Mossen van de Habitatrichtlijn, 2004-2016
U bekijkt op dit moment een archiefversie van deze indicator. De actuele indicatorversie met recentere gegevens kunt u via deze link bekijken.
Er staan vier mossen op de Habitatrichtlijn. Het geel schorpioenmos neemt toe; de trend van de overige drie soorten is nog niet bekend.
Habitatrichtlijn
De Habitatrichtlijn van de Europese Unie is bedoeld om de biodiversiteit in stand te houden door de wilde flora en fauna en hun habitats te beschermen.

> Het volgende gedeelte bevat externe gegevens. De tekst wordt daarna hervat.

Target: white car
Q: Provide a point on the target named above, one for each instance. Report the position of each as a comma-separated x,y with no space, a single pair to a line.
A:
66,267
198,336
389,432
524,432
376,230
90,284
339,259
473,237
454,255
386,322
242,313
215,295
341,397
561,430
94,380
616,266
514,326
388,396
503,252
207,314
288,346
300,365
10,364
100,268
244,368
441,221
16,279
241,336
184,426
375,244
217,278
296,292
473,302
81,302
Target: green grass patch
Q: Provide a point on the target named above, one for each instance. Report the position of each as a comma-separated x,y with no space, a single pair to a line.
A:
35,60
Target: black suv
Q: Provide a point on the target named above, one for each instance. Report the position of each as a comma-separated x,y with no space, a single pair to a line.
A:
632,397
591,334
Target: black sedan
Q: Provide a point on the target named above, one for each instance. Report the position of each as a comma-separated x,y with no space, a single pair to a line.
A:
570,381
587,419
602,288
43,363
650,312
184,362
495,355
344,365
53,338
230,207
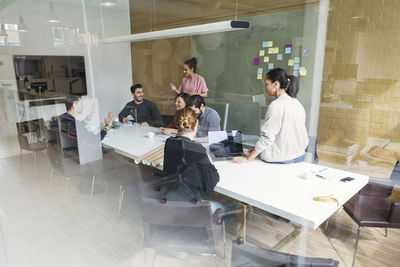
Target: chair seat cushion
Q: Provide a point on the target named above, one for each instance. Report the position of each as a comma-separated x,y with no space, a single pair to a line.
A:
38,146
395,196
369,211
187,239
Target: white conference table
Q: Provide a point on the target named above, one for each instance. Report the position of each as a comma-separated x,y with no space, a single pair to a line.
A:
282,190
276,188
132,141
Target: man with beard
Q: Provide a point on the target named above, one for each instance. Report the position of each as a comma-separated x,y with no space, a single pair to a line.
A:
141,110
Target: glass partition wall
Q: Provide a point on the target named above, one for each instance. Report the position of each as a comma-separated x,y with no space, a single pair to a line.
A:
56,209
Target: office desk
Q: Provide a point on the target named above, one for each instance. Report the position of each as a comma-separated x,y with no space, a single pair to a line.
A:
281,190
131,141
276,188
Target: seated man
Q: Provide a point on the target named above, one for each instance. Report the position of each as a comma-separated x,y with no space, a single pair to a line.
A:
68,121
209,119
141,110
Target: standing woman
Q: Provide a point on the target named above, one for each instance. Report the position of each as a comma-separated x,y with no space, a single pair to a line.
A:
193,83
284,135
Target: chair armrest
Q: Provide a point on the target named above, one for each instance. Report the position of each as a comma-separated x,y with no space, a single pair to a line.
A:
374,189
394,216
217,216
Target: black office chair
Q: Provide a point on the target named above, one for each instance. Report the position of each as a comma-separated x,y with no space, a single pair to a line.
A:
182,227
246,255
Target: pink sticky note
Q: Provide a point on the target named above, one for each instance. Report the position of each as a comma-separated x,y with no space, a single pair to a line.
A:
256,61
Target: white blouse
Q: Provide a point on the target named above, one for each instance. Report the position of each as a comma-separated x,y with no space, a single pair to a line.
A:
283,133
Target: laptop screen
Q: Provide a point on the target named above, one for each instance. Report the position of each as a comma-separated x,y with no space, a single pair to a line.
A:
225,142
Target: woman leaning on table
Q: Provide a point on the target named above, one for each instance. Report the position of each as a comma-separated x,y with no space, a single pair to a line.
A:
193,83
184,155
284,135
181,101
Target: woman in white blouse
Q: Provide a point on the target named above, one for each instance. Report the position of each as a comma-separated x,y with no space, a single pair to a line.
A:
284,135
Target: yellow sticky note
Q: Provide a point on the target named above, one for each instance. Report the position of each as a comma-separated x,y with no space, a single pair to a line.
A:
302,71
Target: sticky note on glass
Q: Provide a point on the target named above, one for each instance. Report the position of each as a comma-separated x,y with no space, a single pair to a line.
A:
256,61
303,71
288,48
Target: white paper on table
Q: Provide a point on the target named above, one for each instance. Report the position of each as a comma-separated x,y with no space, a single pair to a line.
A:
331,174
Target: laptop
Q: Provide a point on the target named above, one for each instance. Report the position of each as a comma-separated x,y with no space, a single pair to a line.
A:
225,145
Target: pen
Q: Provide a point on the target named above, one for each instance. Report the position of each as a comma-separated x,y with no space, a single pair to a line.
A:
318,173
321,170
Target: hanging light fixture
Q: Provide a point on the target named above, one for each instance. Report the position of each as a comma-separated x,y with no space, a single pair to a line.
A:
3,32
52,17
21,25
108,2
223,26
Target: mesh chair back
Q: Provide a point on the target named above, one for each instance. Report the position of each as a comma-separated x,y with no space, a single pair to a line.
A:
246,255
177,213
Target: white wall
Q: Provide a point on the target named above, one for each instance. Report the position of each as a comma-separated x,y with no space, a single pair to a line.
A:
108,67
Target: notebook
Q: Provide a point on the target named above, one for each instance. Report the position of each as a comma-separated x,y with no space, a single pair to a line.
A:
225,145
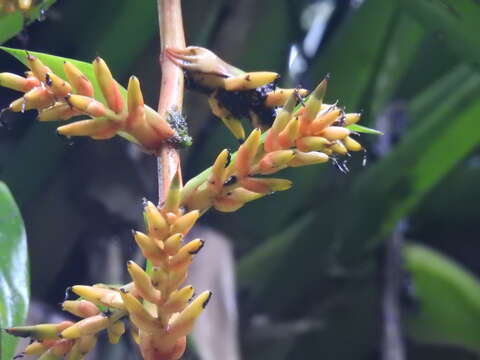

Daartoe moeten de lidstaten speciale beschermingsgebieden (Habitatrichtlijngebieden) inrichten en bepaalde planten- en diersoorten en habitats beschermen. De lidstaten rapporteren elke zes jaar hoe de soorten en habitats er voor staan door na te gaan in hoeverre deze een gunstige staat van instandhouding hebben bereikt. De Europees beschermde soorten staan in bijlage II, IV en V van de Habitatrichtlijn.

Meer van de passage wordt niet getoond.